ECLI:NL:RBAMS:2024:6200

Rechtbank Amsterdam

Datum uitspraak
9 oktober 2024
Publicatiedatum
11 oktober 2024
Zaaknummer
C/13/755011 / HA ZA 24-884
Instantie
Rechtbank Amsterdam
Type
Uitspraak
Rechtsgebied
Civiel recht; Burgerlijk procesrecht
Procedures
  • Eerste aanleg - enkelvoudig
Rechters
Vindplaatsen
  • Rechtspraak.nl
AI samenvatting door LexboostAutomatisch gegenereerd

Verwijzing van een civiele zaak naar de rechtbank Rotterdam vanwege verknochtheid met andere procedures

Op 9 oktober 2024 heeft de Rechtbank Amsterdam in een incident uitspraak gedaan in een civiele procedure tussen [eiseres] en ABN AMRO BANK N.V. De zaak betreft een vordering van [eiseres] tot betaling van een geldsom, voortvloeiend uit een collectieve procedure van de stichting Stop de Banken. [eiseres] stelt dat het opslagwijzigingsbeding in hypothecaire leningen van ABN AMRO oneerlijk is en dat de verhoging van de rente onterecht is. ABN AMRO heeft in het incident verzocht om verwijzing naar de rechtbank Rotterdam, omdat er vier vergelijkbare procedures aanhangig zijn bij verschillende rechtbanken, wat kan leiden tot tegenstrijdige uitspraken. De rechtbank heeft geoordeeld dat er sprake is van verknochtheid van de zaken, omdat de juridische geschilpunten identiek zijn. De rechtbank heeft de bezwaren van [eiseres] tegen de verwijzing verworpen, waarbij zij heeft geoordeeld dat de hoofdregel van relatieve bevoegdheid niet in de weg staat aan de verwijzing. De rechtbank heeft de gevorderde verwijzing naar de rechtbank Rotterdam toegewezen en de beslissing over de proceskosten aangehouden.

Uitspraak

vonnis

RECHTBANK AMSTERDAM

Afdeling privaatrecht
zaaknummer / rolnummer: C/13/755011 / HA ZA 24-884
Vonnis in incident van 9 oktober 2024
in de zaak van
[eiseres],
wonende te [woonplaats] ,
eiseres in de hoofdzaak,
verweerster in het incident,
advocaat mr. D. Rijpma te Den Haag,
tegen
de naamloze vennootschap
ABN AMRO BANK N.V.,
gevestigd te Amsterdam,
gedaagde in de hoofdzaak,
eiseres in het incident,
advocaat mr. A.J. Haasjes te Amsterdam.
Partijen zullen hierna [eiseres] en Abn Amro worden genoemd.

1.De procedure

1.1.
Het verloop van de procedure blijkt uit:
  • de dagvaarding van 21 juni 2024, met producties,
  • de incidentele conclusie tot verwijzing ex artikel 220 Rv, met producties,
  • de incidentele conclusie van antwoord.
1.2.
Ten slotte is vonnis bepaald in het incident.
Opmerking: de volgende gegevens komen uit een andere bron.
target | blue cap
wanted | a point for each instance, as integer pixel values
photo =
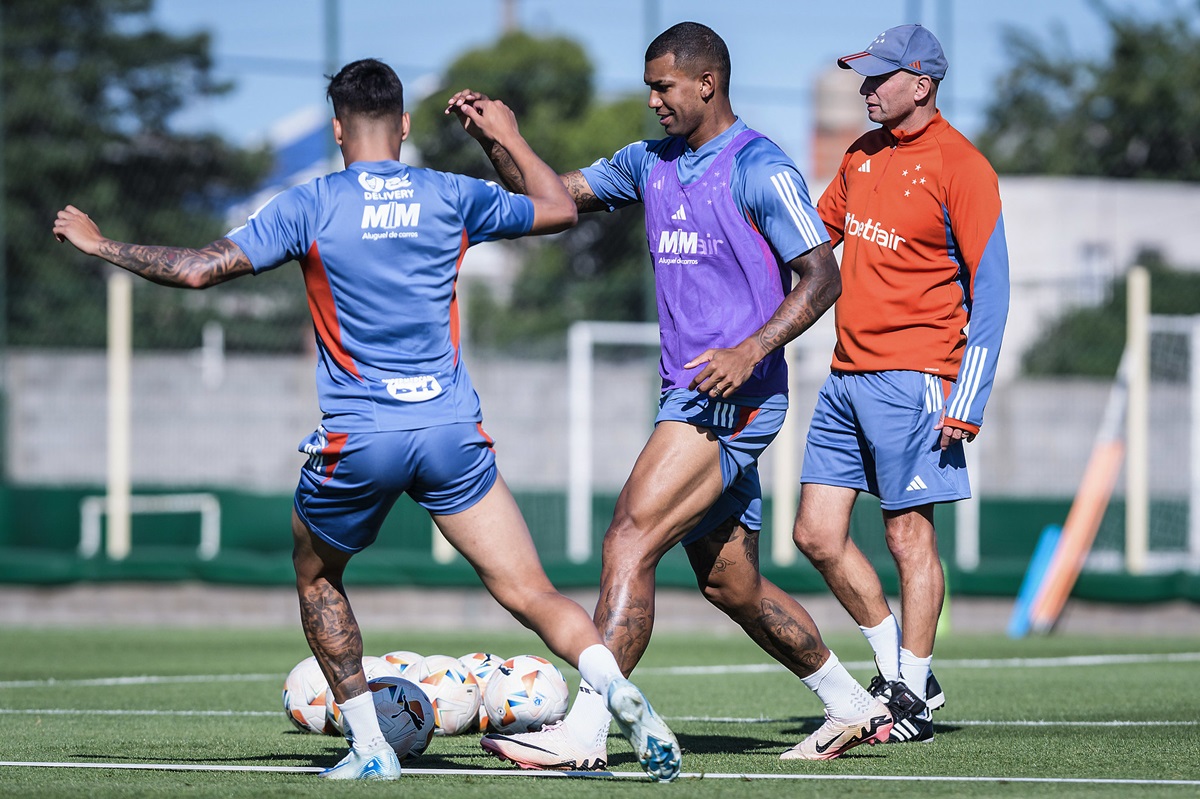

2.De standpunten van partijen

in de hoofdzaak

2.1.
[eiseres] vordert veroordeling van Abn Amro tot betaling van een geldsom. Zij stelt daartoe – kort gezegd – dat deze zaak een individueel vervolg is op de collectieve procedure van de stichting Stop de Banken die is geëindigd met het arrest van de Hoge Raad van 22 december 2023 [1] waarin het arrest van 11 oktober 2022 [2] van het gerechtshof Den Haag is bekrachtigd. Daarin is beslist dat het opslagwijzigingsbeding in hypothecaire leningen van Abn Amro weliswaar oneerlijk is, maar dat die oneerlijkheid wordt gecompenseerd door de omzettingsbevoegdheid en de aflossingsbevoegdheid (op het moment van rentewijziging) van de kredietnemers. Deze uitkomst is niet in overeenstemming met het arrest van 21 september 2023 [3] van het Hof van Justitie van de Europese Unie waarin is beslist dat de oneerlijkheid van een algemene voorwaarde niet kan worden gecompenseerd door middel van een andere, niet oneerlijke, algemene voorwaarde. Het opslagwijzigingsbeding dat Abn Amro gebruikt bij hypothecaire leningen aan consumenten dient naar Europees recht te worden vernietigd en kan dus niet worden toegepast. Onder deze omstandigheden heeft Abn Amro ten onrechte de overeengekomen rente die [eiseres] is verschuldigd over de geldlening verhoogd. De door [eiseres] betaalde rente als gevolg van die verhogingen dient Abn Amro terug te betalen, aldus steeds [eiseres] in haar dagvaarding.
in het incident
2.2.
Abn Amro heeft gemotiveerd gesteld dat zij op dezelfde dag in vier procedures is gedagvaard bij vier verschillende rechtbanken (namelijk: bij het team handelszaken van deze rechtbank, de rechtbank Rotterdam en de rechtbank Oost-Brabant en bij het team kantonzaken van de rechtbank Midden-Nederland) door vier verschillende personen. Al deze vier personen zijn eerder door Stop de Banken vertegenwoordigd in de collectieve actie. De vier procedures zijn met elkaar verknocht omdat dezelfde rechtsvragen aan de orde zijn en in alle vier procedures een zeer vergelijkbaar feitencomplex voorligt. Deze splitsing in vier procedures voor vier verschillende rechtbanken houdt een risico in op tegenstrijdige uitspraken, wat onwenselijk is en in strijd met een goede procesorde. Abn Amro vordert verwijzing naar de rechtbank Rotterdam, zodat in geval van hoger beroep het hof Den Haag kennis kan nemen van deze zaken. Het hof Den Haag kent tot in detail de achtergrond van het feitencomplex in deze zaken: het opslagwijzigingsbeding in hypothecaire leningen die Abn Amro aan consumenten heeft verstrekt en de (eenzijdige) rentewijzigingen die hebben plaatsgevonden gedurende de looptijd van die leningen, aldus steeds Abn Amro.
2.3.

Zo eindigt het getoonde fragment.